In the event of the firm’s imminent failure, Class R bondholders would form a committee to develop contingency plans to appoint a new board of directors and reorganize senior management.

In bankruptcy, the existing board of directors would be dismissed, the equity of the firm would be eliminated and the Class R bonds would immediately be converted to equity. The Class R bondholders might take a haircut, but they would also become the owners of the bank, free of claims from prior management or shareholders. This bondholder capital avoids the involvement of the federal government, allows the firm to shed a substantial portion of its liabilities, but compensates Class R bondholders with control of a firm with a healthier balance sheet.

Bear Stearns is an example of how Class R bonds would work. Bear had about $350 billion in assets before its collapse, so if the firm had issued Class R bonds for 8% of its assets, the face value of the bond issue would have been roughly $28 billion. The firm was sold to J.P. Morgan Chase for $1.2 billion packaged with $29 billion in asset guarantees by the Federal Reserve. If the buyer needed guarantees of 24 times the sale price, the firm was worthless at the point of sale. Hence, Class R bondholders would have taken a substantial haircut when they came into possession of the firm.

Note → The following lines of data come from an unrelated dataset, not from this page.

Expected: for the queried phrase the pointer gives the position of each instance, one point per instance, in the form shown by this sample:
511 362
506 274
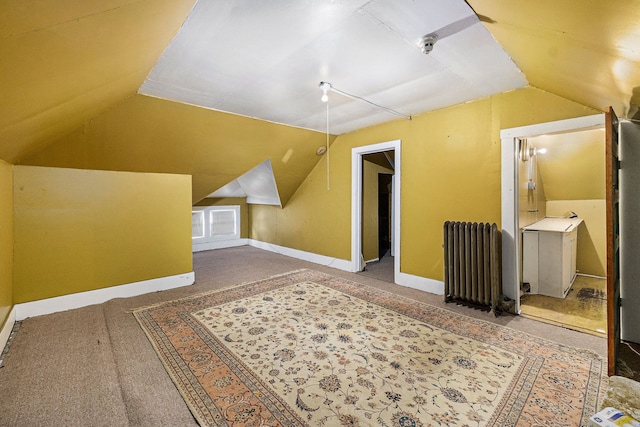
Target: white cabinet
549 249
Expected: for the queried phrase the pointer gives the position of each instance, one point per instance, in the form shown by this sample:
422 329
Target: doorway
367 162
562 179
377 219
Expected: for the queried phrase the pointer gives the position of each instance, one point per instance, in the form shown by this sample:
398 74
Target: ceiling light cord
326 86
328 182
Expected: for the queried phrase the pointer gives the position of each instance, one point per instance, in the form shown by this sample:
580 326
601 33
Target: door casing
511 272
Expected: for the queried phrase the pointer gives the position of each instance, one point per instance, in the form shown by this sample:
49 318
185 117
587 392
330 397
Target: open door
613 239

Reorganization through bondholder committees has a long tradition in corporate bankruptcy, but it has not been used with banks. In finance, the Fed and other regulatory agencies have been charged with guarding against systemic risk. But that approach did not prevent the 2008 crisis.

For depository institutions, our proposal would work well with policies in place at the FDIC. Since 2008 the FDIC has handled 489 small- to medium-size bank failures using procedures that transfer ownership of most assets, and responsibilities for most liabilities, to new owners.

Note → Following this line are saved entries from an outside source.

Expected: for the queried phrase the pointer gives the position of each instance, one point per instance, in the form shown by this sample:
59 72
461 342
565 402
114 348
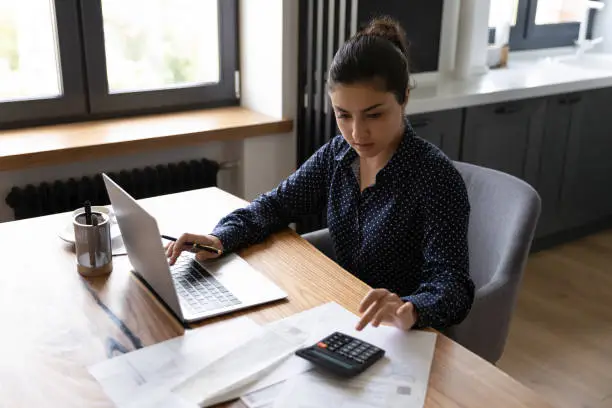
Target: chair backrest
503 218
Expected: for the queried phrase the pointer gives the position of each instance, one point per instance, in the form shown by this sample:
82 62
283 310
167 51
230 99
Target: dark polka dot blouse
406 233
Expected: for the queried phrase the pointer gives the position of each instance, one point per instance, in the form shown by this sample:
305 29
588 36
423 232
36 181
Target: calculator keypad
350 348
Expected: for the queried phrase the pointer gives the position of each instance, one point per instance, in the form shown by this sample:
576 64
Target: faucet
582 43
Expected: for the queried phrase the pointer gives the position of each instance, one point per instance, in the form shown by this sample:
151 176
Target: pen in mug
196 245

This approach has been successful in avoiding serious bank runs during reorganization, but the Class R approach could improve the process. The FDIC could continue to insure deposits, but it would no longer need to assume loss-share agreements with a bank that is taking over a failed institution. The Class R bondholders would assume the losses.

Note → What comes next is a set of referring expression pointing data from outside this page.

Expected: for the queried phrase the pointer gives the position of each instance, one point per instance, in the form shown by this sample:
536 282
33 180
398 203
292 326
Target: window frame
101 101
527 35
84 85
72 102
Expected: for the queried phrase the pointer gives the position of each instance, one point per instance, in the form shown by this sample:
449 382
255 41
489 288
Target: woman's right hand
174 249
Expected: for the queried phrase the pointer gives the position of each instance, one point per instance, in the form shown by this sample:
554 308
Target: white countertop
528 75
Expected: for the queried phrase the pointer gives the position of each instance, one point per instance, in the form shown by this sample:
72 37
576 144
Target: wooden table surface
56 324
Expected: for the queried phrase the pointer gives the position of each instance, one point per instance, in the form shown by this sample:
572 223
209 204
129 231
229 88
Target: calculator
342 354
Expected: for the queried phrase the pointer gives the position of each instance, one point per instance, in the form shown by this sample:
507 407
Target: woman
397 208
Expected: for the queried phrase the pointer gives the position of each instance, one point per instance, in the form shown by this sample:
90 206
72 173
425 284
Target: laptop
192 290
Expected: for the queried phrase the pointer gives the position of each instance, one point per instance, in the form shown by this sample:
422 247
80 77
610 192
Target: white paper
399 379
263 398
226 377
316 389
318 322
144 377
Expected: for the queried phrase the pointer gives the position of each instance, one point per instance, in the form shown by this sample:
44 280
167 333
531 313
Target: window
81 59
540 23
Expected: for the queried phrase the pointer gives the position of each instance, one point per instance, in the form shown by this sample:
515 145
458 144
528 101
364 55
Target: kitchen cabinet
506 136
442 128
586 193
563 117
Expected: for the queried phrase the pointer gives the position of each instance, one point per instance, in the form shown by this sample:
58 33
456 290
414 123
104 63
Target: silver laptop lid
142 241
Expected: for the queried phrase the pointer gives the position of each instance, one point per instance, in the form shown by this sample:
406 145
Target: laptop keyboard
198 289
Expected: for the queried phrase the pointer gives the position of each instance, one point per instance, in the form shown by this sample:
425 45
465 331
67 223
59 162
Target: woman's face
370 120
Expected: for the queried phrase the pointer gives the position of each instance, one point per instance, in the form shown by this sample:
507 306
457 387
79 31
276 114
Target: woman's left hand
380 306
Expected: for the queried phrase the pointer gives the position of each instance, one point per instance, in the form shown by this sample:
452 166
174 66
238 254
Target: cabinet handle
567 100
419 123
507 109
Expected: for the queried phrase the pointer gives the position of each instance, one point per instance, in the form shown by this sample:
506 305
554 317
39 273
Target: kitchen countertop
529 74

For a well-managed institution, the risk in these bonds should be minimal. If the viability of the institution comes into doubt, it should be signaled in lower Class R bond prices, but their owners would have the potential upside of coming into control of the firm.

We estimate that banks would need to issue Class R bonds for up to 8% of their institution’s balance-sheet liability, which includes demand and time deposits, loans from other banks and corporate bonds.

In the event of a failure, the firm’s liabilities will be reduced by 8%. In every case except AIG, this was well in excess of the amount of support that the government provided to maintain firms in the 2008 crash; and in most cases the firm’s loss approximated only about half of their outstanding corporate bonds. Crucially, to maximize a bank’s ability to finance new growth after a failure, its losses need to be absorbed by incumbent investors to enable a fresh start.

The living wills discussion is part of the process of finding a better institution for dealing with bank failures. Our proposal seeks to promote systemic stability by securing each of its private elements.